There is no answer for this one but to discard it. I sold off a couple of these that I had, but did keep one for my display case, where I have a collection of oddball cars that are fun to look at. These do surface at swap meets, and I can only counsel resistance to any impulse purchase.
     Another such model, and one unfortunately still very much available commercially, is the by-now very old Athearn three-dome tank car. Although not at all badly done for its era, in its detail and overall realistic look, it is again simply way oversize. Despite years of searching, no one has ever found a prototype three-dome car as big as this. Here is one of these models, with a bogus paint scheme to go with the bogus body (Union only ever painted a car with this blue and orange scheme when a car was donated to a museum).


As some readers of this blog may recall, I do use Athearn three-dome bodies as sacrifice sources of extra dome tops to increase dome height, as I showed in my post about making a correct SP tank car. (You can view it at: http://modelingthesp.blogspot.com/2011/05/modeling-sp-tank-cars.html .) But as an operating model? Nope.
     One more example. Back in the day when HO scale had very few tank car models of any kind, one tended to keep almost anything, just for variety. But some of those oldies are now being discarded. An example is this LifeLike tank car (a copy of an older Varney product). In past years, I added brake gear and new trucks and couplers, repainted it, and then lettered the car with decals for UTLX. And one other improvement I’ve made to cars of this heritage, the dome-top modification described in a previous post, can be viewed at: http://modelingthesp.blogspot.com/2010/12/upgrading-old-models-3.html .

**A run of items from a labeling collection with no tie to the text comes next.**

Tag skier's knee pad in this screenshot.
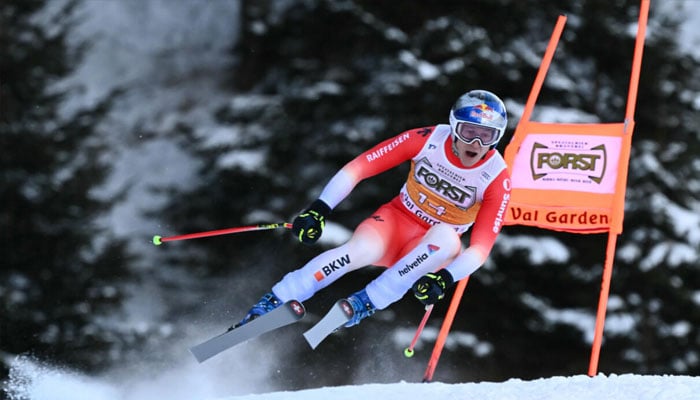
[422,224,462,258]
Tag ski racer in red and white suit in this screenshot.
[239,91,510,326]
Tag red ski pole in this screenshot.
[403,304,434,358]
[153,222,292,246]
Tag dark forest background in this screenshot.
[0,0,700,389]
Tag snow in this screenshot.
[5,358,700,400]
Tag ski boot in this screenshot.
[345,289,377,328]
[229,292,282,330]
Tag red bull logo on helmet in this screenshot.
[469,103,500,121]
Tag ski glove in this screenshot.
[411,268,454,306]
[292,199,331,244]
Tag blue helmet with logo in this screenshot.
[450,90,508,146]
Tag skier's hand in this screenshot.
[292,199,331,244]
[411,269,454,306]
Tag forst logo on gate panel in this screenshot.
[530,142,607,184]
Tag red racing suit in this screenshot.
[273,125,510,309]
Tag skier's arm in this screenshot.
[445,169,510,282]
[319,127,434,209]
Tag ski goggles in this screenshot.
[454,122,499,147]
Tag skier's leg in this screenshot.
[272,224,386,301]
[346,224,461,326]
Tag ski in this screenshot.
[304,299,355,349]
[190,300,306,363]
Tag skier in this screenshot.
[236,90,510,327]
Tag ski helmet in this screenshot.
[450,90,508,147]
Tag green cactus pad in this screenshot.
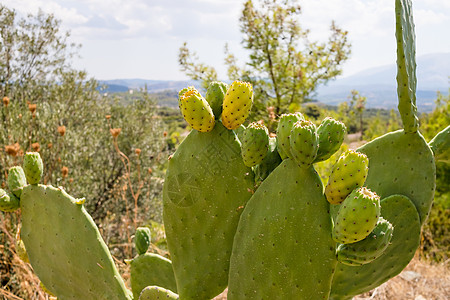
[330,195,420,300]
[178,88,215,132]
[205,81,228,120]
[20,185,131,299]
[332,187,380,244]
[358,130,436,224]
[228,159,337,300]
[314,117,347,162]
[134,227,152,254]
[23,152,44,184]
[222,81,253,129]
[7,166,27,198]
[277,113,305,159]
[130,253,177,299]
[395,0,419,133]
[325,150,368,204]
[163,122,254,299]
[0,189,20,212]
[140,286,179,300]
[429,125,450,164]
[336,217,394,266]
[289,120,319,168]
[241,123,269,167]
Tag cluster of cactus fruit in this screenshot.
[0,0,450,300]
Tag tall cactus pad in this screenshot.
[205,81,228,120]
[241,123,269,167]
[336,218,394,266]
[179,89,215,132]
[222,81,253,129]
[395,0,419,133]
[140,286,179,300]
[277,113,305,159]
[289,120,319,168]
[325,150,370,204]
[314,117,347,162]
[130,253,177,299]
[333,187,380,244]
[0,189,20,212]
[23,152,44,184]
[330,195,420,300]
[228,159,337,300]
[163,122,254,299]
[358,130,436,224]
[20,185,131,299]
[7,166,27,198]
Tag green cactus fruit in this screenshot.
[241,123,269,167]
[277,112,305,159]
[228,159,337,300]
[7,166,27,198]
[130,253,177,299]
[289,120,319,168]
[222,80,253,129]
[16,238,30,263]
[0,189,20,212]
[205,81,228,120]
[134,227,152,254]
[163,122,254,299]
[429,125,450,164]
[336,217,394,266]
[325,150,369,204]
[314,117,347,162]
[179,89,215,132]
[332,187,380,244]
[23,152,44,184]
[20,185,132,299]
[254,137,282,185]
[358,130,436,224]
[140,286,179,300]
[330,195,420,300]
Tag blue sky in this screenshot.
[2,0,450,80]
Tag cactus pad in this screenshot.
[163,122,254,299]
[20,185,131,299]
[222,81,253,129]
[228,159,337,300]
[330,195,420,300]
[130,253,177,299]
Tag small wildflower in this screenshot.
[31,143,41,152]
[61,167,69,178]
[3,97,9,107]
[58,125,66,136]
[109,128,122,138]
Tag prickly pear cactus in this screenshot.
[163,122,254,299]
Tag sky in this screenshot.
[1,0,450,80]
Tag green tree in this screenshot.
[179,0,350,123]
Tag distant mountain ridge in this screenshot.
[100,53,450,112]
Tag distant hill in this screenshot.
[100,53,450,112]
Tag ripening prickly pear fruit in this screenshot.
[222,80,253,129]
[332,187,380,244]
[325,150,369,204]
[241,123,269,167]
[314,117,347,162]
[205,81,228,120]
[23,152,44,184]
[277,112,305,159]
[289,120,319,168]
[0,189,20,212]
[7,166,27,198]
[179,88,215,132]
[134,227,152,255]
[336,217,394,266]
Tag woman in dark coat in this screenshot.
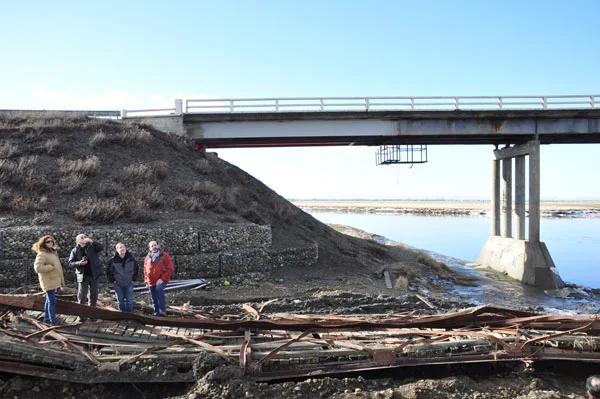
[106,242,140,312]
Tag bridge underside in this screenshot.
[193,134,600,148]
[182,110,600,148]
[130,109,600,148]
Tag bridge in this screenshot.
[122,95,600,148]
[122,95,600,288]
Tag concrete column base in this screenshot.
[477,236,565,289]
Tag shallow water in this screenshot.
[311,212,600,288]
[312,212,600,314]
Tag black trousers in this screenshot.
[77,276,98,306]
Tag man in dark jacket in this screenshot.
[69,234,104,322]
[585,375,600,399]
[106,242,140,312]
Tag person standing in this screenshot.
[69,234,104,322]
[106,242,140,312]
[144,241,175,316]
[585,375,600,399]
[31,235,65,326]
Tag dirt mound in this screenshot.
[0,113,464,291]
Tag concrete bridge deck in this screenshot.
[129,108,600,148]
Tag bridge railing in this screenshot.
[185,95,600,113]
[122,94,600,117]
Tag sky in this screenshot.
[0,0,600,200]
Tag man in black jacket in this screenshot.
[106,242,140,312]
[585,375,600,399]
[69,234,104,322]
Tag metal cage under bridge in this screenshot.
[375,144,427,165]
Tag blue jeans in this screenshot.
[115,284,133,312]
[44,290,58,326]
[149,282,167,316]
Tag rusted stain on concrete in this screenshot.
[489,119,506,133]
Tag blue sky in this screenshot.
[0,0,600,199]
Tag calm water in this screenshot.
[311,212,600,288]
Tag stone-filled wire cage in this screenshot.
[375,144,427,165]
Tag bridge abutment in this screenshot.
[477,141,564,289]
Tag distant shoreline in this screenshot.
[291,200,600,217]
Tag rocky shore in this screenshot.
[291,200,600,217]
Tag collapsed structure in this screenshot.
[0,295,600,383]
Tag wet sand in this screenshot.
[292,200,600,213]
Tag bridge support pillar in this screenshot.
[477,141,564,289]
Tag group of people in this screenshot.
[31,234,175,326]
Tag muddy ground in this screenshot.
[0,282,598,399]
[0,113,598,399]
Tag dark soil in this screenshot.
[0,114,597,399]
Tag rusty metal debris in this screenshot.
[0,295,600,383]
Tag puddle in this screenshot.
[424,251,600,315]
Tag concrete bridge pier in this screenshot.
[477,141,564,289]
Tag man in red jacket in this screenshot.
[144,241,175,316]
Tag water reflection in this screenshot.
[311,212,600,288]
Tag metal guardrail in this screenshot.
[122,94,600,117]
[0,109,121,118]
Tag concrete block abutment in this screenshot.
[0,224,319,287]
[477,236,564,289]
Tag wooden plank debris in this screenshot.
[0,295,600,383]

     So what’s wrong with it, even with the changes I’ve already made? Long list. The vertical brake wheel stand is a very unusual arrangement; the sill steps are crude and the walkway terribly thick (and a poor representation of a metal-grid walkway); the handrail supports are crude and unprototypical; there is no side ladder on either side; the dome-top manway cover is a strange and oversize arrangement; there is a ridge along the tank top, instead of the correct double row of rivets where tank sheets overlap; the end head is an odd shape; and the rivets representing the attachment of the head to the tank are far too far apart. I could go on, but you get the idea.
     Are these defects correctible? Most are, but there are so many. And at the end of the day you would arrive at an 11,000-gallon tank car, pretty big for the steam era. I am not upgrading these Varney/LifeLike/Walthers tank car models except for a very few, kept mostly for nostalgia reasons.
     So that’s it. I definitely have had and still have models on hand, that just cannot justify being upgraded. They not only need replacement for accuracy and detailing, but at present cannot even serve in mainline trains, under my existing standards. Many are already gone; the rest will follow.